Figure 1: Example of 3 pseudo-CTs generated for one patient. Dixon pCT is created from water and fat separation using LAVA-Flex MRI, hZTE pCT is created by combining Dixon pCT with ZTE-based bone segmentation and scaling into HU, DL pCT is the regressed output of the CNN trained on a dataset of CT and ZTE MRI and CT is the patient’s measured CT registered to ZTE MRI.

Figure 2: Voxelwise relative difference maps between the PET images reconstructions using CTAC as reference of a HN cancer patient.

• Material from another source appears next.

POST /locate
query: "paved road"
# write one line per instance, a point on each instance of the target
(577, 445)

Figure 3: Mean relative difference of SUVmax in physiological uptake ROI placed on PET images and averaged on 6 patients. SUVmax is underestimated in Dixon-AC especially in mandible, mastoid, maxilla and ethmoid bone. SUVmax underestimation is significantly decreased when using hZTE-AC becoming close to zero in nasal fossa, mobile tongue and oropharyngeal wall but keeping an absolute error higher than 10% in the bony ROIs. DL-AC reduced SUVmax error below 10% in most bone structures.